Presidente brasileiro prioriza agenda no Rio com Úrsula von der Leyen e António Costa e não vai a Assunção para a cerimônia formal.
Em um momento considerado histórico para a diplomacia sul-americana, o presidente Luiz Inácio Lula da Silva optou por um gesto político calculado: preferiu garantir uma foto a sós com os principais líderes da União Europeia, no Brasil, em vez de comparecer pessoalmente à cerimônia de assinatura do acordo de livre comércio entre o Mercosul e a UE, marcada para este sábado (17), em Assunção, no Paraguai.
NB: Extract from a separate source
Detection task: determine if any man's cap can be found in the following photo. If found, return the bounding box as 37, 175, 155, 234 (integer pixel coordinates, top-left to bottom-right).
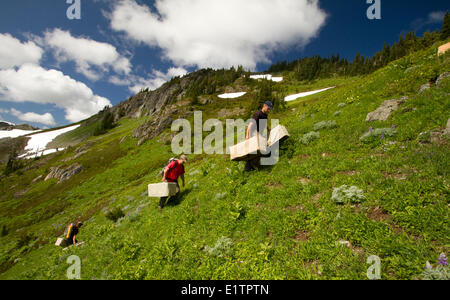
264, 101, 273, 110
Lula será o único chefe de Estado do Mercosul ausente do ato formal. Segundo informou a presidência paraguaia à CNN Brasil, estarão presentes o anfitrião Santiago Peña, o presidente da Argentina, Javier Milei, o uruguaio Yamandú Orsi e o boliviano Rodrigo Paz. O presidente do Panamá, José Raúl Mulino, também confirmou presença como representante de um Estado associado ao bloco.
Mudança de planos na reta final
Auxiliares do Palácio do Planalto relataram que, inicialmente, a previsão era de que a assinatura ocorresse apenas em nível ministerial, com a presença dos chanceleres dos países envolvidos. Esse formato teria sido alterado cerca de duas semanas atrás, quando o presidente paraguaio decidiu convidar os chefes de Estado para protagonizar a cerimônia.
A mudança de última hora pegou parte das delegações de surpresa e exigiu rearranjos diplomáticos, especialmente do lado brasileiro, que já tinha compromissos previamente agendados.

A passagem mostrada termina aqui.